Ora anche la sua voce stava perdendo colpi...

“Eri davvero preoccupata per me?” le chiese lui dolcemente.

Respira, non farti venire ancor più panico: è una domanda semplice, le suggerì la coscienza.

Semplice o difficile, Jessica si prese un attimo per rispondere. Sapeva di non poter più contare sul proprio corpo, così come sapeva che la sua mente e il suo cuore erano troppo affollati perché ci ficcasse qualcos’altro dentro. La sua unica certezza, l’unica cosa che non avrebbe mai scartato, era l’idea di non voler perdere Sanji. Baciarlo a quel modo era stato improvviso e impensabile e la sua più grande paura era che questo potesse reagire male o stroncare di netto tutto il suo castello d’amore. Non avrebbe retto a un simile colpo, ma doveva rispondere, essere sincera. Altro non poteva fare.

“Ma certo che ero preoccupata: tu lo fai sempre, nei miei confronti”, mormorò lei, sentendo il sangue riscaldarle le guance “Mi aiuti per qualsiasi cosa io abbia bisogno, cerchi sempre di rallegrami anche quando passo un brutto periodo e so che ti faresti in quattro per esaudire un mio desiderio. Tu…”, ebbe un attimo di esitazione “Mi fai sentire bella.”

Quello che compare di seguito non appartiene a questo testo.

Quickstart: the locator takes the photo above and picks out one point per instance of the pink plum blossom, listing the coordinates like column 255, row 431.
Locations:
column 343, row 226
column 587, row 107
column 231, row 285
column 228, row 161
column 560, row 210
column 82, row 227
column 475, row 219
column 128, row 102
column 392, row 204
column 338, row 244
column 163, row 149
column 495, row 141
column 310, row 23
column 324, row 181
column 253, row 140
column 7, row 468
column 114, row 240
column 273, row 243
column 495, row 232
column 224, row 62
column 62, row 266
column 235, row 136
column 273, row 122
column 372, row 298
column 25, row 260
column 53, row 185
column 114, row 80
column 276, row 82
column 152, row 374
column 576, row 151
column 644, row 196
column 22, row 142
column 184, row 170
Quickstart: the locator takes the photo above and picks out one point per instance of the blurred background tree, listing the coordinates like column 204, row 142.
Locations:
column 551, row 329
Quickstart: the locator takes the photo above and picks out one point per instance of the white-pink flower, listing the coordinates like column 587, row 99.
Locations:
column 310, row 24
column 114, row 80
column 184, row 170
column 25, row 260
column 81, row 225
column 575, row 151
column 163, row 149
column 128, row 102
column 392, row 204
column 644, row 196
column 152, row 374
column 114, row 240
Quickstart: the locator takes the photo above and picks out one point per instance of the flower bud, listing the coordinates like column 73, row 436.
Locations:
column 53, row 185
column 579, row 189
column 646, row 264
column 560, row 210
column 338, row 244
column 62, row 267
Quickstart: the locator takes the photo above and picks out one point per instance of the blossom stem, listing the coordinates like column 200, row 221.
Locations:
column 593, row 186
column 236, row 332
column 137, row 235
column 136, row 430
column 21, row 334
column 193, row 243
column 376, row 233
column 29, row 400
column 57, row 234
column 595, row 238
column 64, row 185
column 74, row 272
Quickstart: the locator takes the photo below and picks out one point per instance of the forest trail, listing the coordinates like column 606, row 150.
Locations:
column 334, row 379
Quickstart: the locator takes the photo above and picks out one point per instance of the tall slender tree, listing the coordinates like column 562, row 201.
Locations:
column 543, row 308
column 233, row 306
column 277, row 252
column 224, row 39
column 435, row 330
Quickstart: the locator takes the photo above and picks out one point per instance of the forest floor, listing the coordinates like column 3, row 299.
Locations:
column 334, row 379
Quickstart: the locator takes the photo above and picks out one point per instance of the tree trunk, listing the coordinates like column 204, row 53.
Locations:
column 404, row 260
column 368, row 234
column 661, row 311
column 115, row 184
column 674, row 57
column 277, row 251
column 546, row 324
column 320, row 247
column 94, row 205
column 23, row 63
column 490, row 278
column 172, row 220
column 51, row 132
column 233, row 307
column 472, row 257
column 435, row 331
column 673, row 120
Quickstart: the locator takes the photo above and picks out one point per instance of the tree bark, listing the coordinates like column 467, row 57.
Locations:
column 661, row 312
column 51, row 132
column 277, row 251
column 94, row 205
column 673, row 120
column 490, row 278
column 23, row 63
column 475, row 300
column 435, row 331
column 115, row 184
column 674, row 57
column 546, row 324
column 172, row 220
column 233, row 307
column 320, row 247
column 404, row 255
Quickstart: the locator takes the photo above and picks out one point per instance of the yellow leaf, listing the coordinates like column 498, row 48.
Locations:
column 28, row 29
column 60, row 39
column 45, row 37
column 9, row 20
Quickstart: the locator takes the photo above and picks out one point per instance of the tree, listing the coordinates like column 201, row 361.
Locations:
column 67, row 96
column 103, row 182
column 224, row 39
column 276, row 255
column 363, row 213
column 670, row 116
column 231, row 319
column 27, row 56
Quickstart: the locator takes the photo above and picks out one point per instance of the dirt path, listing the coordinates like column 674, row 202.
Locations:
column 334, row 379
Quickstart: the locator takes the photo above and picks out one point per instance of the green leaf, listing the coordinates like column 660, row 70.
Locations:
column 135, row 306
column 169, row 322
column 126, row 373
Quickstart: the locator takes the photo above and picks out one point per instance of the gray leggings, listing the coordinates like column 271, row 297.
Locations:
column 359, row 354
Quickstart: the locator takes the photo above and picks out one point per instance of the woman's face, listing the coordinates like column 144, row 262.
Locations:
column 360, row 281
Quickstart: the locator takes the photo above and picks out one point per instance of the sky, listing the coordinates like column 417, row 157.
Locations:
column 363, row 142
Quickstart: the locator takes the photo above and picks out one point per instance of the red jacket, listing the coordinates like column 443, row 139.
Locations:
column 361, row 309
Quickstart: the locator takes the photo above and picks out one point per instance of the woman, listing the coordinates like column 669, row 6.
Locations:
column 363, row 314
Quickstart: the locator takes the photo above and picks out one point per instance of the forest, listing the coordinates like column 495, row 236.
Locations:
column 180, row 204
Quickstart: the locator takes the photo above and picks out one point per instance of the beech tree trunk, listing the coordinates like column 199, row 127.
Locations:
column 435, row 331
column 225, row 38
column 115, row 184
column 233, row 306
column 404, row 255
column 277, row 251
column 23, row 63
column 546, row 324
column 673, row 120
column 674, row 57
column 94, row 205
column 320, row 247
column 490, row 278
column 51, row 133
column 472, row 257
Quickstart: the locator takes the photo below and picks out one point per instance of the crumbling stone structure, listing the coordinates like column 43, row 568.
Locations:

“Ma tu sei bella, Jessica-chan”, replicò il biondo.

“Non...non intendo fisicamente”, sussurrò lei, riuscendo a guardarlo “Tu mi fai sentire speciale, mi fai sentire bene con me stessa ed è una cosa che nessuno è mai riuscito a farmi provare. Mi sembra di toccare il cielo con un dito quando sono con te e anche se a volte ti vedo con altre ragazze, so che non saresti mai capace di farmi soffrire. Per questo ti amo tanto.”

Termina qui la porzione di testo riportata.